What sorts of things can you proofread?
Almost anything you can think of – documents, annual reports, websites, press releases, newsletters, posters, presentations, book manuscripts, proposals, funding applications, dissertations and theses.
What document format do you work on?
I can proofread Word documents and use Track Changes so that you can accept or reject any suggested changes. Alternatively, if the layout is important, send a PDF and I can add comments, so you make the actual changes.
If you need a presentation or poster proofed, I can prepare a a corrections report that lists the changes to be made.
How much will it cost me?
That depends on the quality of the writing and how long it takes to proofread the pages. Most editors can proofread about four pages per hour, and I will generally charge by the hour. However, if you are working on a fixed budget, contact me with a sample page or two and I can give you a fixed quote. I will even do the first page at no charge so that you can see what I do.

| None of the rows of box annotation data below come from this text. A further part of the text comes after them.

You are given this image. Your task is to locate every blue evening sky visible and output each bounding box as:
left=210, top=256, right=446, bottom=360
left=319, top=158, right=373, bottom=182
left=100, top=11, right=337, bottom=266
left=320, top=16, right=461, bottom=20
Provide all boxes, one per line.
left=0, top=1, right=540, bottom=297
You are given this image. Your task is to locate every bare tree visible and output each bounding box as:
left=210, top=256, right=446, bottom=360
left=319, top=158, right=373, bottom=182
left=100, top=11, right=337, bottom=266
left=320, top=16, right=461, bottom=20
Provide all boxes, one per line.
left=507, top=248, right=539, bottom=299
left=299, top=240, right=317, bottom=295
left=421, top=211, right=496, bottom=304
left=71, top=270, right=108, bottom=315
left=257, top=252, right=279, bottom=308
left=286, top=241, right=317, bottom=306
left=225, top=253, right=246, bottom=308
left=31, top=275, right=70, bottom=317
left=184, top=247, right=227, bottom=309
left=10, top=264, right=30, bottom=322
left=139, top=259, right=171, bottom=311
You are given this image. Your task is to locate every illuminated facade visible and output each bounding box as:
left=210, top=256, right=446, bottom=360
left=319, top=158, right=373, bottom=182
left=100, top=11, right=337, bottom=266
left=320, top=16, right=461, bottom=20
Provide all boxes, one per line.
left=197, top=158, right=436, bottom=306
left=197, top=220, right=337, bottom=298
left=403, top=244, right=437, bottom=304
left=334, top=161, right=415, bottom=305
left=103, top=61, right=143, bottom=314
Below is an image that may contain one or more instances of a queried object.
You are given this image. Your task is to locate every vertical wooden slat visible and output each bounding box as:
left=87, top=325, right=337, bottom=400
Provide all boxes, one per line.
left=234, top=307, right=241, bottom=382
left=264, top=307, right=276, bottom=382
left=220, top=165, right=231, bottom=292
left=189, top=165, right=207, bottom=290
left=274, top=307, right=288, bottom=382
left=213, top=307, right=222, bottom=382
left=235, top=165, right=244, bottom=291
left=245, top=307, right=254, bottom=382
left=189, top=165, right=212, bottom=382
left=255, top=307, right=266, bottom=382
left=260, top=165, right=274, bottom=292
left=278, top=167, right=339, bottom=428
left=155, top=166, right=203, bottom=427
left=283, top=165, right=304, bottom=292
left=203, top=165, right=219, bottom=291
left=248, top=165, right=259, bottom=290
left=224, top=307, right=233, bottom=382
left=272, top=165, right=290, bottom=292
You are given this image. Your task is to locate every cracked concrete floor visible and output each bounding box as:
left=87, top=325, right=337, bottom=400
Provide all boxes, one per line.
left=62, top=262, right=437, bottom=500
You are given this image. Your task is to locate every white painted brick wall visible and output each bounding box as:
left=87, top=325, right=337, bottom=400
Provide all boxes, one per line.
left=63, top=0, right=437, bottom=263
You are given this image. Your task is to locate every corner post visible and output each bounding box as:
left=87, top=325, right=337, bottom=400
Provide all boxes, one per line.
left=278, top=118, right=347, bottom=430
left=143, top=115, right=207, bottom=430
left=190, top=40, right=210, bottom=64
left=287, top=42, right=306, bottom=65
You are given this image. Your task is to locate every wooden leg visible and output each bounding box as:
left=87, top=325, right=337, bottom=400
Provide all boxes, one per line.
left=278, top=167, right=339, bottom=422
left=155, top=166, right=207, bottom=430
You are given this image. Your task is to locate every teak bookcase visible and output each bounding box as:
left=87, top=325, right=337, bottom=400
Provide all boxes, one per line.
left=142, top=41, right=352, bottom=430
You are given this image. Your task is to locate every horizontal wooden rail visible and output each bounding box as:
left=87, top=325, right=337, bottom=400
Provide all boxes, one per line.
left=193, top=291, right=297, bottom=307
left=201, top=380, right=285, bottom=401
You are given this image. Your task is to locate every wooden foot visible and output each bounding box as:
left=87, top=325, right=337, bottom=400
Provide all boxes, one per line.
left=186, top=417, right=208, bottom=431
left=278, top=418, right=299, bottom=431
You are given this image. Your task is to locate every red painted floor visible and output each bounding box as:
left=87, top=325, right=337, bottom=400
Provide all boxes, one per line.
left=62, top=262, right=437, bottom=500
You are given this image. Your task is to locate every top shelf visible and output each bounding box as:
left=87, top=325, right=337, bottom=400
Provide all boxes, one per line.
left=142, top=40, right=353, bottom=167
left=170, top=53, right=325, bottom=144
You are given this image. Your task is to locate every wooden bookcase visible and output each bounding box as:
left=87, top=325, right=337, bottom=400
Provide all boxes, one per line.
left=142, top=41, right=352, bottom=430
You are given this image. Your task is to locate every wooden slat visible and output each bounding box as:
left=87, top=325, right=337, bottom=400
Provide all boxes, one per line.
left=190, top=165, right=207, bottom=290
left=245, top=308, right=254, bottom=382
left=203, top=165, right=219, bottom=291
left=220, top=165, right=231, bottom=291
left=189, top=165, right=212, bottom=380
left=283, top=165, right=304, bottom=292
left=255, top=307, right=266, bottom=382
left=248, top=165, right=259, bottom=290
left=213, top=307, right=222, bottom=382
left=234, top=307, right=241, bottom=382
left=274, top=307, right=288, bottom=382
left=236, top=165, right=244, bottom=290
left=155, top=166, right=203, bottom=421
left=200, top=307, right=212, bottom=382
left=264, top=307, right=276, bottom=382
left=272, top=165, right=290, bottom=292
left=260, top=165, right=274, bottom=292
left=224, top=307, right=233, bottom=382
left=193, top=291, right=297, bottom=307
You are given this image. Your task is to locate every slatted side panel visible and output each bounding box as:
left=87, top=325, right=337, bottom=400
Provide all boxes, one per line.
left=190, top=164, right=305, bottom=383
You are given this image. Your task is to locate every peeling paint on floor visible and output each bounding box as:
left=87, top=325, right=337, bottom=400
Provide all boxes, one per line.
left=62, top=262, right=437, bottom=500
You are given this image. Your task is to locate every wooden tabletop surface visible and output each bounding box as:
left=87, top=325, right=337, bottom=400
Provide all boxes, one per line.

How long will I have to wait?
Generally I can get short documents back within 48 hours (or less), but longer documents will usually take more time to be returned. Let me know if you have a deadline to keep to. Documents like PhD theses are often provided chapter by chapter as this allows errors to be picked up early before they can be repeated throughout the document. If you have something very urgent, contact me to discuss your work.

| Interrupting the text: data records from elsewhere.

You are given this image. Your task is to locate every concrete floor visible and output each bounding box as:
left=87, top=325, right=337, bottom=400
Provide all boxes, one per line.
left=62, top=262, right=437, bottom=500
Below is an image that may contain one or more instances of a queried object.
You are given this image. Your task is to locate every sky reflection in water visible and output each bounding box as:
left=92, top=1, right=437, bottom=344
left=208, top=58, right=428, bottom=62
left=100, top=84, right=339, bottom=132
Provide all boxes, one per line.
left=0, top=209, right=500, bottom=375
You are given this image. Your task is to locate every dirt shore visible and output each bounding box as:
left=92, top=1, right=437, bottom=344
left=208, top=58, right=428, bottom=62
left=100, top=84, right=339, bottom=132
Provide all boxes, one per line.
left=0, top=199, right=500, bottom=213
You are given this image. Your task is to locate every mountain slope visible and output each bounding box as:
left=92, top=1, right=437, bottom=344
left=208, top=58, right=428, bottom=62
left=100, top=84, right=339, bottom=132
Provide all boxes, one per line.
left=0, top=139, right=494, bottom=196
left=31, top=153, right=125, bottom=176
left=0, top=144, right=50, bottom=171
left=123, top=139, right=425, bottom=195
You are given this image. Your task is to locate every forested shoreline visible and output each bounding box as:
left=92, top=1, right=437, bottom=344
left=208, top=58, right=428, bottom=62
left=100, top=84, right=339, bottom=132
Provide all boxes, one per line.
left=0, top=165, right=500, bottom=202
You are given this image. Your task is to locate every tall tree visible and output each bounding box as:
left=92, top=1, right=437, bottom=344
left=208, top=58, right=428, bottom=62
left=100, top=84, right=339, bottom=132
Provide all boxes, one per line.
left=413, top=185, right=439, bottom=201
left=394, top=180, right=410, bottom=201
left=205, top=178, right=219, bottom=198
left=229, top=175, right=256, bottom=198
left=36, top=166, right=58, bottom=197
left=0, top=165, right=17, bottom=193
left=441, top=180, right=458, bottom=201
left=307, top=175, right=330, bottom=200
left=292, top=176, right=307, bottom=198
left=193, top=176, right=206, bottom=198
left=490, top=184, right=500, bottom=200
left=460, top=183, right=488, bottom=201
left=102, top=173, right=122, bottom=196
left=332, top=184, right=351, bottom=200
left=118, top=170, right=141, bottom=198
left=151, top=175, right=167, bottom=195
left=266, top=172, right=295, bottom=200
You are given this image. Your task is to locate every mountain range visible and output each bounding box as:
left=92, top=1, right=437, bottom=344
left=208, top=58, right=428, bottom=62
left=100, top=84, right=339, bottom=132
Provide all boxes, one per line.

My dissertation is really technical – can you do that?
Yes, I have a BSc(Hons) in Physics and a Master’s in Optics. My work with the University of Canterbury means I have a good knowledge of topics in astronomy, biology, chemistry, psychology, water resource management, physics, engineering, geology and geography, to name a few. I am able to edit LaTeX documents too.
What’s the difference between proofreading and editing?

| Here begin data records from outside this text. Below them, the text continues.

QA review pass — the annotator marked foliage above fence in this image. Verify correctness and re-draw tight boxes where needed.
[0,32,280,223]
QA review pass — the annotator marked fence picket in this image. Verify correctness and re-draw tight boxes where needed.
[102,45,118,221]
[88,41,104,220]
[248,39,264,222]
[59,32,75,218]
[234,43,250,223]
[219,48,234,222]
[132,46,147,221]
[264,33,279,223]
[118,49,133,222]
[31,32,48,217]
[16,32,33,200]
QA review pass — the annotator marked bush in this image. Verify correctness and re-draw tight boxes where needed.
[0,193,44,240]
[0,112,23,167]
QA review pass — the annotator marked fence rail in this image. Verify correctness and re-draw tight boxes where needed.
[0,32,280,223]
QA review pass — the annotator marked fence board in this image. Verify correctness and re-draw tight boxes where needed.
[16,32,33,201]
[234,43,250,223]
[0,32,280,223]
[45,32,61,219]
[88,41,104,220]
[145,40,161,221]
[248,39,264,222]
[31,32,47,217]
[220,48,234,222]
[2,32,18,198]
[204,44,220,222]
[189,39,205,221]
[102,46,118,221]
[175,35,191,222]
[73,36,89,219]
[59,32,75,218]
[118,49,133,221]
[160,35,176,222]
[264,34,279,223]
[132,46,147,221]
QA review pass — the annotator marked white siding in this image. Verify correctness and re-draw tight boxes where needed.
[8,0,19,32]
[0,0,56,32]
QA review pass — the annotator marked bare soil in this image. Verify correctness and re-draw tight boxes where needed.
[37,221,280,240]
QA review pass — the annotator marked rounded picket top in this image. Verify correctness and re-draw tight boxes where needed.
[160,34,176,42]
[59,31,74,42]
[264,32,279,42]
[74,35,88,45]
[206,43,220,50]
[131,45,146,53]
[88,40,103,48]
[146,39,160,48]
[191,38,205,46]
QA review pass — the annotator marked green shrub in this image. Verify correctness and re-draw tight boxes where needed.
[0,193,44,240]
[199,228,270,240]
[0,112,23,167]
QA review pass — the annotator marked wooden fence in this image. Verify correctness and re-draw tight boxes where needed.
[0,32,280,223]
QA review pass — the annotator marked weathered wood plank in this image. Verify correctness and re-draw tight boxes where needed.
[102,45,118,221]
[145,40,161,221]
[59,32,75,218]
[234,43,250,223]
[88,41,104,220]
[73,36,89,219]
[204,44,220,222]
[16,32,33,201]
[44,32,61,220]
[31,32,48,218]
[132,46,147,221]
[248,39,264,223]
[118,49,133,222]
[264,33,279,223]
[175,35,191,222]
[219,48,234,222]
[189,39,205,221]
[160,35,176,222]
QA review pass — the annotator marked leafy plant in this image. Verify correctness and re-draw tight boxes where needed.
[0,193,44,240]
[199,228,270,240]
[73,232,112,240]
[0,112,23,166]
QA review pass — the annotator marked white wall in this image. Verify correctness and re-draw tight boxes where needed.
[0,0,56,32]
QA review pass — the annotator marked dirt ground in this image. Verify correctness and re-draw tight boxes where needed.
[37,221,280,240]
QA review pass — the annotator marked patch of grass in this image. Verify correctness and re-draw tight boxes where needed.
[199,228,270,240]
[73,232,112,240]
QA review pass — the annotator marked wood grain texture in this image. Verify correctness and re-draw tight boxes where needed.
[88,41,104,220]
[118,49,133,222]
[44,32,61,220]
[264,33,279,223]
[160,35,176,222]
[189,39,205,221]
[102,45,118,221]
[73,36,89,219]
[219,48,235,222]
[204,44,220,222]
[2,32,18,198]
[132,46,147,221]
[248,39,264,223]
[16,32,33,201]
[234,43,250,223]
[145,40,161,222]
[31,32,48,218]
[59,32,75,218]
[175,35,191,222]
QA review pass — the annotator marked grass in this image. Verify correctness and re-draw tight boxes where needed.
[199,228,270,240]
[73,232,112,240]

It’s quite important when you submit work to let me know exactly what you want checked:
Proofreading means taking out all the errors in spelling, punctuation and formatting (including capitalisation, hyphenation, numbers, dates, symbols, fonts, page layout, spacing) and making sure it is grammatically correct.
Copy editing will involve checking of details of language, style, references, tables, illustrations and layout.
Structural editing is much more complex and can entail restructuring an author’s writing and suggesting new ideas or plots. I’d normally refer you to another editor for this type of work.